JavaScriptで指定された周囲長を持つすべての直角三角形を求める方法
問題
数値を1つ受け取り、その値を周囲長(3辺の長さの合計)とするすべての直角三角形の辺の組み合わせを、配列として返すJavaScript関数を作成します。
直角三角形の成立条件
3辺を a・b・c(c を最も長い辺=斜辺とする)としたとき、直角三角形であるためにはピタゴラスの定理「a² + b² = c²」を満たす必要があります。加えて、「a + b + c = 指定された周囲長」という条件も同時に成立しなければなりません。
コード例
以下が実際のコードです。
const perimeter = 120;
const findAllRightTriangles = (perimeter = 1) => {
const res = [];
// 最短の辺aは、周囲長の1/3を超えることはない
for(let a = 1; a <= Math.floor(perimeter / 3); a++){
// 辺bはaより大きく、残りの2辺の合計の半分未満で探索
for(let b = a + 1; b < (perimeter - a) / 2; b++){
// 3本目の辺cは「周囲長 - a - b」で自動的に求まる
const c = perimeter - a - b;
// ピタゴラスの定理で直角三角形かどうかを判定
if(a * a + b * b === c * c){
res.push([a, b, c]);
}
}
}
return res;
};
console.log(findAllRightTriangles(perimeter));
出力
コンソールには次の結果が出力されます。
[ [ 20, 48, 52 ], [ 24, 45, 51 ], [ 30, 40, 50 ] ]
解説
このアルゴリズムでは、2つの辺(a と b)をループで探索し、3本目の辺 c は「c = 周囲長 − a − b」として自動的に導きます。これにより、3重ループを使わずにすべての組み合わせを網羅できます。

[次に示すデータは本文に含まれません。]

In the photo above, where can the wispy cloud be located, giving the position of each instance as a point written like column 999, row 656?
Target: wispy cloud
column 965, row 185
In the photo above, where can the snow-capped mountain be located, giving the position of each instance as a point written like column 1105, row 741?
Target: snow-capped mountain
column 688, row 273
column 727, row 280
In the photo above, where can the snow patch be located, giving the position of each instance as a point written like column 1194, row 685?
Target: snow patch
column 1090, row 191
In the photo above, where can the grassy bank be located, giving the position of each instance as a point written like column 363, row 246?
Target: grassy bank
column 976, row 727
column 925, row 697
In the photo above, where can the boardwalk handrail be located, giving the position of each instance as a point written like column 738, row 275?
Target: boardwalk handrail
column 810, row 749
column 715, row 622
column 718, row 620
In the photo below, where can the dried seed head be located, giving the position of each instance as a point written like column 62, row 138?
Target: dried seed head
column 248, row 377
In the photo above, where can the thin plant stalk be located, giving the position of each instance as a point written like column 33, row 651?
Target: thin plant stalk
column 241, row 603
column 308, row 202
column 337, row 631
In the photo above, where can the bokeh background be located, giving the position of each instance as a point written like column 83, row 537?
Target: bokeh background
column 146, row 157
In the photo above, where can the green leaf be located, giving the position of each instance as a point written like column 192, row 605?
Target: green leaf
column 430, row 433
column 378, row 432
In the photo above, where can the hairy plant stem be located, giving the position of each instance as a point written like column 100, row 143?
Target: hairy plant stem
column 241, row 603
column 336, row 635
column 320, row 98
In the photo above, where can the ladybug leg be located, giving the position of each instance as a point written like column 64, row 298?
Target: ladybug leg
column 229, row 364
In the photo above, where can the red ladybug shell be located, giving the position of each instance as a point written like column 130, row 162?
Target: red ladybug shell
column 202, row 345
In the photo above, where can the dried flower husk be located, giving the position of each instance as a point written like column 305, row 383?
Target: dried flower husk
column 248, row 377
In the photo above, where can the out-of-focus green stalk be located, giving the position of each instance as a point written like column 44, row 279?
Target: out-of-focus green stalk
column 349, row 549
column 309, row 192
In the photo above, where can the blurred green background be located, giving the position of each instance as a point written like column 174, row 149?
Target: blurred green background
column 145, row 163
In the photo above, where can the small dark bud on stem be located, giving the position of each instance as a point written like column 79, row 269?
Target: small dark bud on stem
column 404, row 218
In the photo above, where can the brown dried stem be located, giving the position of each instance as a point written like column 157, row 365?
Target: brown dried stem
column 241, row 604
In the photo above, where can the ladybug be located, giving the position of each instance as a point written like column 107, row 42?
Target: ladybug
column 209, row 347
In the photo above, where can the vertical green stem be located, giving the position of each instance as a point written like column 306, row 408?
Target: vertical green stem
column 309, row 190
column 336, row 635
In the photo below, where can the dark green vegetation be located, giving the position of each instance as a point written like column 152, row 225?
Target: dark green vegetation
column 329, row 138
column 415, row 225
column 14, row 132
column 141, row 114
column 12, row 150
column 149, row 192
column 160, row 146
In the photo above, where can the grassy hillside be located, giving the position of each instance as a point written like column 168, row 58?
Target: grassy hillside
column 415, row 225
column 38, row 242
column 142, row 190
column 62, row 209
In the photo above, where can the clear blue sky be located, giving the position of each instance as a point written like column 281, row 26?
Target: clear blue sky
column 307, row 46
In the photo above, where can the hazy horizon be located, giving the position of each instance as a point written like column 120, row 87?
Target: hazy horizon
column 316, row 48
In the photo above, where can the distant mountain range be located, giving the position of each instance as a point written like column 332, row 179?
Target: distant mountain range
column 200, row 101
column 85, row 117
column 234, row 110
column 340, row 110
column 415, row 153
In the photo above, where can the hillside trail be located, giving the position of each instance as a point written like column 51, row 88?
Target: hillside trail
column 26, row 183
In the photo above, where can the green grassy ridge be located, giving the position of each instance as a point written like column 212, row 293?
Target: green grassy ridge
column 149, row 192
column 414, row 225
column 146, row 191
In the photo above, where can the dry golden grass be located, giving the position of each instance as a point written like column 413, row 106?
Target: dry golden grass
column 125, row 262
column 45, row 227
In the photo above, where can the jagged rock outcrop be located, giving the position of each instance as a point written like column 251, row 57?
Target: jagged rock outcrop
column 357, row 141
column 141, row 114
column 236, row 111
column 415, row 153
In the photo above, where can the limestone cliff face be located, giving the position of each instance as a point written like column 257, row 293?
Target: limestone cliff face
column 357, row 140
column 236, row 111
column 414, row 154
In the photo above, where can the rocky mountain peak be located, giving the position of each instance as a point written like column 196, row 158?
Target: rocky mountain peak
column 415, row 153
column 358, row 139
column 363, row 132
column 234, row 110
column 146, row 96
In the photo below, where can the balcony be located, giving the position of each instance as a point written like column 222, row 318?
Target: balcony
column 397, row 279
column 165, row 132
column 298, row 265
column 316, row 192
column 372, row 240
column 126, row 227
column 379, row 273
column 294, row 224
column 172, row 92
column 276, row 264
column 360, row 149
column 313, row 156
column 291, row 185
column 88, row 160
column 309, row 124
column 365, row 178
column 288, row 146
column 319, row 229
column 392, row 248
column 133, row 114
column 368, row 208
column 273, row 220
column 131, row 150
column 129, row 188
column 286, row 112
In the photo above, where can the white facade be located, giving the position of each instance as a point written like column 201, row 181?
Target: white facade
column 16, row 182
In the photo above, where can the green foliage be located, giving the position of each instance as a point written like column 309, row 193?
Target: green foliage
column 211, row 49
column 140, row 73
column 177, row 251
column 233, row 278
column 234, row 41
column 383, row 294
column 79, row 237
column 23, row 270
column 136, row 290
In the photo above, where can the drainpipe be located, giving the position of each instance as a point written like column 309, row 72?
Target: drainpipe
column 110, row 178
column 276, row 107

さらに、探索範囲を以下のように絞ることで、計算量を大幅に削減しています。
- 最短の辺 a は、3辺の中で最も短いため「周囲長 ÷ 3」以下に収まります。
- 辺 b は a より大きく、c 未満となるため「(周囲長 − a) ÷ 2」まで調べれば十分です。
あとは各組み合わせに対してピタゴラスの定理が成立するかを確認するだけでよいため、周囲長が大きくなっても高速に動作するのが特徴です。